Rainsfords writing is a little like poetry or at least poetic, her language earthy, in the sense of actual earth. The scent of the Ground that Ada and her father live next to suffuses their lives, the narrative, seems to creep up the walls. It’s a dark, lush earth, but though it’s life giving, it’s also haunting.
The story is probably best descrived as magic realism, the real and everyday world yet suffused with magic and fairytale. There is a thread of dark magic through this book, but perhaps more importantly, it’s a book with a dark, visceral beating heart.

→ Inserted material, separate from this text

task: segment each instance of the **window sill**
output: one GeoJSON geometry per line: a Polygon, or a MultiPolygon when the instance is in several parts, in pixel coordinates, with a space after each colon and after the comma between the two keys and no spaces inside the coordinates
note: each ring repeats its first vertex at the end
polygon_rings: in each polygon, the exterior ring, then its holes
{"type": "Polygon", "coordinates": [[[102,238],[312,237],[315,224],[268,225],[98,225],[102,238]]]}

The characters talk about slugs and earth, they open people up and remove squelching diseased lungs, they heal but they are not compassionate. It’s all a bit grisly. Ada wonders at times what her lovers insides look like, because to her the inside is as ordinary as the outside.
I think you could safely define this book as a horror story, but I think there’s something deeper than that simple genre too. Rainsford is exploring ideas of body, nature, sexuality, and femaleness, and the book sometimes is a littler surreal. This is no simple horror, but one that plays intelligently on deeper ideas. I really enjoyed this book, because I liked the idea of strange healers living in the woods, and I loved the explained and unexplained. However, I think, while the ending works well, I am not sure that I understood it. I won’t spoil it here, but it feels like something is revealed to Ada that she didn’t know, but it’s not shocking because we already knew it. I kept wondering if maybe I missed something? If you read this book, I’d love to know what you think of the ending and what you think it means. All in all, I really enjoyed this, and if you like dark, odd but poetic stories, you’ll like this too.
Read It If: a dark fairytale with visceral visuals and the scent of wet earth throughout, Follow Me To Ground is an excellent debut novel, and should please those who love macabre and enigmatic reads.
Another big thank you to Simon and Schuster for sending me an advanced copy of this book for review. All opinions are my own, honest thoughts and feelings.
Follow Me To Ground is out January 2020.